Thank you for your questions.
In answer to your first question - if you cannot agree proposals to settle your disagreement the mediation will end without any agreed proposals. However neither you or your former partner will be prejudiced by having tried but failed to resolve matters in mediation. All discussions taking place during mediation are without prejudice and confidential and this means that what has been said during mediation cannot be disclosed to anyone (including in court proceedings) but your legal advisers.
Mediation is used in circumstances where neither party thinks that they will be able to reach an agreement but where both parties would like to resolve their disagreement.

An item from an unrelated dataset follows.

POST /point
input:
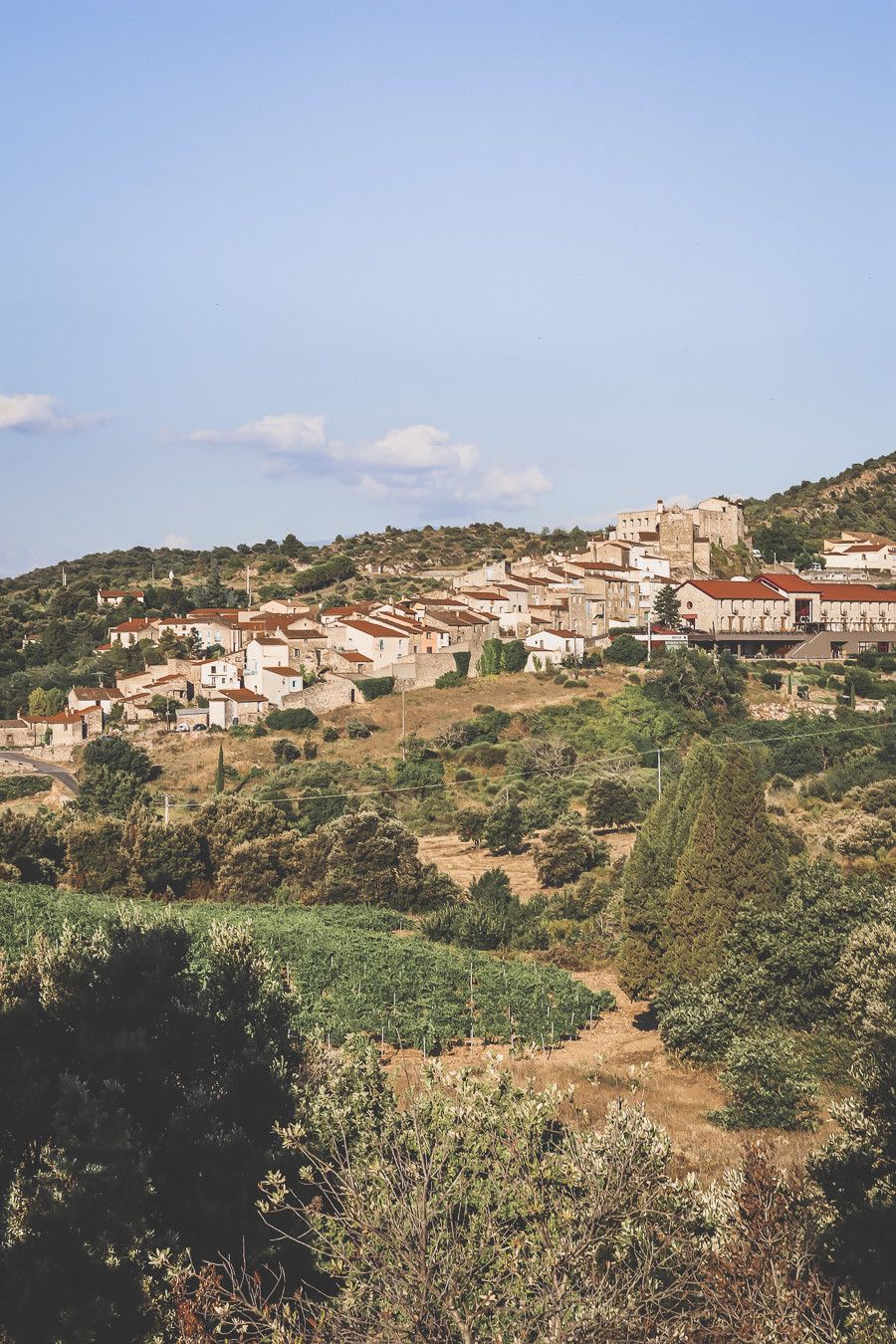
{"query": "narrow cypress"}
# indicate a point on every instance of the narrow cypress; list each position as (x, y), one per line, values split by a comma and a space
(731, 856)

It is understandably hard for separated or separating couples to think that they will ever be able to resolve their differences and that is why many separating couples turn to the courts for a Judge to make a decision about what should happen. One of the ways that mediation works is that most disagreements involve a difference in perception. You and your former partner's perception of what should happen regarding your children is different. It becomes, as you may have experienced, almost impossible for either you or your former partner to shift your perceptions and therefore your positions in the argument. A mediator is free of your perceptions and those of your partner and is therefore able to suggest ways of reconciling your differing views by either finding common ground or by coming up with new ideas that both of you can buy into.
I hope this helps.
Thank you for your question.
I understand what you are asking as - whether mediation can help relationships that have not broken down but that are in danger of doing so. If I have got that wrong, please say.
Where relationships are in difficulty couples therapy would be an appropriate place to look at and explore issues in the relationship including coming to a decision about whether to stay together or not.
Mediation is a process used to resolve specific and identifiable disputes or disagreements about particular issues. It is not therapy, though many mediators are trained counsellors or psychotherapists. Therefore where couples are thinking about separating or are embarking upon a trial separation, mediation could potentially be used to consider what might happen regarding arrangements for children and finances should the relationship breakdown or during the trial separation.
I hope I have interpreted your question correctly.
Thank you for your question.
Mediation is a process used to resolve disputes so that if your ex partner disagreed with the plan to adopt you could try mediation. However mediation is a voluntary process and your ex partner would have to agree to take part in it.
The mediator is a neutral and impartial third party in the process. The mediator will not give legal advice or take sides. So the Mediator would not act on your behalf in communicating with your ex partner on your behalf. The mediator would be able to write to your ex partner and invite him to take part in the mediation. But your ex partner could not be forced to mediate.
I hope this helps.
Thank you so much Amina for taking the time to answer all these questions in such beautifully in-depth detail! It's really greatly appreciated and you've provided some fantastic and insightful answers. Same time next year we hope so!